Why screen for lung cancer?

Lung cancer (both small cell and non-small cell) is the second most common cancer in both men and women in the United States (not including skin cancer). Fortunately, detecting lung cancer early through screenings can help improve outcomes and quality of life. In fact, the number of new lung cancer cases continues to decrease, partly because more people are quitting smoking (or not starting) and advances in early detection and treatment.

What is lung cancer screening?

Lung cancer screening is a medical test that is used to detect lung cancer in individuals who do not show any symptoms of the disease. Screening is not meant to prevent lung cancer, but to look for it early on and help improve treatment options and increase survival rates.

Screening guidelines

The American Cancer Society recommends that people who are at high-risk for lung cancer, such as current or former smokers, undergo yearly lung cancer screening with a low-dose CT scan. 

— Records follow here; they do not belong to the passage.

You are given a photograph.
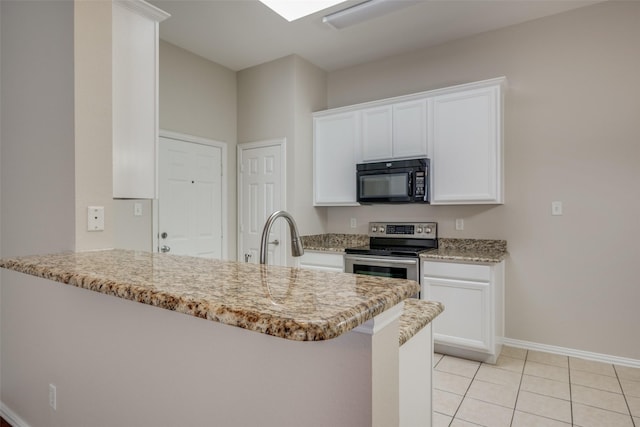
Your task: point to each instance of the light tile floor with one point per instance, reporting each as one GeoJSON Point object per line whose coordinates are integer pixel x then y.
{"type": "Point", "coordinates": [532, 388]}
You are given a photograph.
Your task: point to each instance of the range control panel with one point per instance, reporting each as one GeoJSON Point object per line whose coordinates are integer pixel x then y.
{"type": "Point", "coordinates": [416, 230]}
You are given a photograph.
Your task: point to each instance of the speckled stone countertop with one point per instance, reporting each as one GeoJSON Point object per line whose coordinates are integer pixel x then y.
{"type": "Point", "coordinates": [463, 250]}
{"type": "Point", "coordinates": [296, 304]}
{"type": "Point", "coordinates": [333, 242]}
{"type": "Point", "coordinates": [416, 315]}
{"type": "Point", "coordinates": [468, 250]}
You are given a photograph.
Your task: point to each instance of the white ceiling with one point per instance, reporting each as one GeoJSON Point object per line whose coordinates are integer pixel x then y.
{"type": "Point", "coordinates": [242, 33]}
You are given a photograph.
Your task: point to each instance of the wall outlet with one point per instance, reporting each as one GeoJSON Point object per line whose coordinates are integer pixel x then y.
{"type": "Point", "coordinates": [95, 218]}
{"type": "Point", "coordinates": [556, 208]}
{"type": "Point", "coordinates": [52, 397]}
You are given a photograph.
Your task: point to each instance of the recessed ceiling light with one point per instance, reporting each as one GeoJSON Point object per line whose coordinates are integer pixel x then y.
{"type": "Point", "coordinates": [365, 11]}
{"type": "Point", "coordinates": [295, 9]}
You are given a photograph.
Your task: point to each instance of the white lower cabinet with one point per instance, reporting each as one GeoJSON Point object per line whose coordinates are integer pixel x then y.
{"type": "Point", "coordinates": [323, 261]}
{"type": "Point", "coordinates": [416, 362]}
{"type": "Point", "coordinates": [472, 324]}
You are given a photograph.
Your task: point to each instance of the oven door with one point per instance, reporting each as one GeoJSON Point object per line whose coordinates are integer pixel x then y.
{"type": "Point", "coordinates": [391, 267]}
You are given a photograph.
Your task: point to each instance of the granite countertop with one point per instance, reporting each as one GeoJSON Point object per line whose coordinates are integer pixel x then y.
{"type": "Point", "coordinates": [332, 242]}
{"type": "Point", "coordinates": [416, 315]}
{"type": "Point", "coordinates": [296, 304]}
{"type": "Point", "coordinates": [467, 250]}
{"type": "Point", "coordinates": [462, 250]}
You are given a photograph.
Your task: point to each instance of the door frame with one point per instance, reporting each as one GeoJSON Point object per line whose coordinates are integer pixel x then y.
{"type": "Point", "coordinates": [225, 196]}
{"type": "Point", "coordinates": [282, 144]}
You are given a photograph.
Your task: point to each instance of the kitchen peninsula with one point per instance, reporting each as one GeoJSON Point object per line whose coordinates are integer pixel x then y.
{"type": "Point", "coordinates": [279, 346]}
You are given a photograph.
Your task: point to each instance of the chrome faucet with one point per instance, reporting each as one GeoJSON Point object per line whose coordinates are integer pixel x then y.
{"type": "Point", "coordinates": [296, 242]}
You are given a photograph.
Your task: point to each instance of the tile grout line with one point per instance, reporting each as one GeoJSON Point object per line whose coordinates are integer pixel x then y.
{"type": "Point", "coordinates": [624, 395]}
{"type": "Point", "coordinates": [570, 389]}
{"type": "Point", "coordinates": [526, 355]}
{"type": "Point", "coordinates": [465, 394]}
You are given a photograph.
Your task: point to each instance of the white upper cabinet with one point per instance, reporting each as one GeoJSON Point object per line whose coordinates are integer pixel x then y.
{"type": "Point", "coordinates": [465, 139]}
{"type": "Point", "coordinates": [395, 131]}
{"type": "Point", "coordinates": [336, 148]}
{"type": "Point", "coordinates": [459, 128]}
{"type": "Point", "coordinates": [377, 133]}
{"type": "Point", "coordinates": [410, 129]}
{"type": "Point", "coordinates": [135, 98]}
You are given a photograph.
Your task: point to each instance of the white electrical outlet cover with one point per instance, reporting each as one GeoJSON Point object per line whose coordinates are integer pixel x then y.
{"type": "Point", "coordinates": [95, 218]}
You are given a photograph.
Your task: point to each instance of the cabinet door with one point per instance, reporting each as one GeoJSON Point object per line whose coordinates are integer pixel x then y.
{"type": "Point", "coordinates": [377, 133]}
{"type": "Point", "coordinates": [466, 143]}
{"type": "Point", "coordinates": [335, 154]}
{"type": "Point", "coordinates": [410, 129]}
{"type": "Point", "coordinates": [466, 321]}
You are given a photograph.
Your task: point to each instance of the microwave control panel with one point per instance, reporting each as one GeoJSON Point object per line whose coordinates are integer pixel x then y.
{"type": "Point", "coordinates": [419, 230]}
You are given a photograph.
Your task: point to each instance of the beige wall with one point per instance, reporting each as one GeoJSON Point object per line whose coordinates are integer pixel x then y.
{"type": "Point", "coordinates": [38, 214]}
{"type": "Point", "coordinates": [571, 134]}
{"type": "Point", "coordinates": [310, 96]}
{"type": "Point", "coordinates": [93, 127]}
{"type": "Point", "coordinates": [275, 100]}
{"type": "Point", "coordinates": [198, 97]}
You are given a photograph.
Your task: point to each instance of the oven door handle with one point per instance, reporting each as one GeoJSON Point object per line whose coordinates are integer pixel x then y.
{"type": "Point", "coordinates": [382, 260]}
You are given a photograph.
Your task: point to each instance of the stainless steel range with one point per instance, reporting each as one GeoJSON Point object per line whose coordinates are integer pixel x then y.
{"type": "Point", "coordinates": [393, 250]}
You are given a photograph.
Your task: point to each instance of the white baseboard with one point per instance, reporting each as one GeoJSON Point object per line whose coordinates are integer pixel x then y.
{"type": "Point", "coordinates": [598, 357]}
{"type": "Point", "coordinates": [11, 417]}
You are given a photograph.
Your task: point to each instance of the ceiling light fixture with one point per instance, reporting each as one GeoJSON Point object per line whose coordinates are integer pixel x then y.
{"type": "Point", "coordinates": [364, 11]}
{"type": "Point", "coordinates": [295, 9]}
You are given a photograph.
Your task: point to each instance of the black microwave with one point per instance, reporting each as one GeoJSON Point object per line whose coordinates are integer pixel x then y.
{"type": "Point", "coordinates": [399, 181]}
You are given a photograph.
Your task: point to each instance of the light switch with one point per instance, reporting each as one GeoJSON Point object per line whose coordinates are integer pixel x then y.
{"type": "Point", "coordinates": [95, 218]}
{"type": "Point", "coordinates": [556, 208]}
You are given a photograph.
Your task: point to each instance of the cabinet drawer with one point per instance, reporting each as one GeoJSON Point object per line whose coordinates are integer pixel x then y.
{"type": "Point", "coordinates": [454, 270]}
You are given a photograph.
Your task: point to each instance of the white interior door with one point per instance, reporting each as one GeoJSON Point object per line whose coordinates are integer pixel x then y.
{"type": "Point", "coordinates": [261, 180]}
{"type": "Point", "coordinates": [191, 201]}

High-risk individuals are those who are:

  • Between the ages of 55 and 80 and
  • Have a smoking history of at least 30 pack-years (a pack-year is defined as smoking one pack of cigarettes per day for one year) and
  • Currently smoke or have quit within the past 15 years.

It is important to discuss the risks and benefits of lung cancer screening with your healthcare provider to determine whether it is appropriate for you.

Types of screening

The primary type of lung cancer screening is a low-dose CT (LDCT) scan. LDCT scans are currently the most effective and commonly used method for lung cancer screening. They can help find abnormal areas in the lungs that may be cancer. Research has shown that unlike chest x-rays, yearly LDCT scans to screen people who are at a higher risk of lung cancer can save lives. 


Your health care provider will discuss your results after your screening test. If your scan shows any abnormalities, you may be requested to do additional tests, such as a PET scan or a biopsy. 

Should you be diagnosed with lung cancer, talk to your care team about your treatment options. Treatment will vary depending upon your type, location, stage and biologic makeup of the cancer.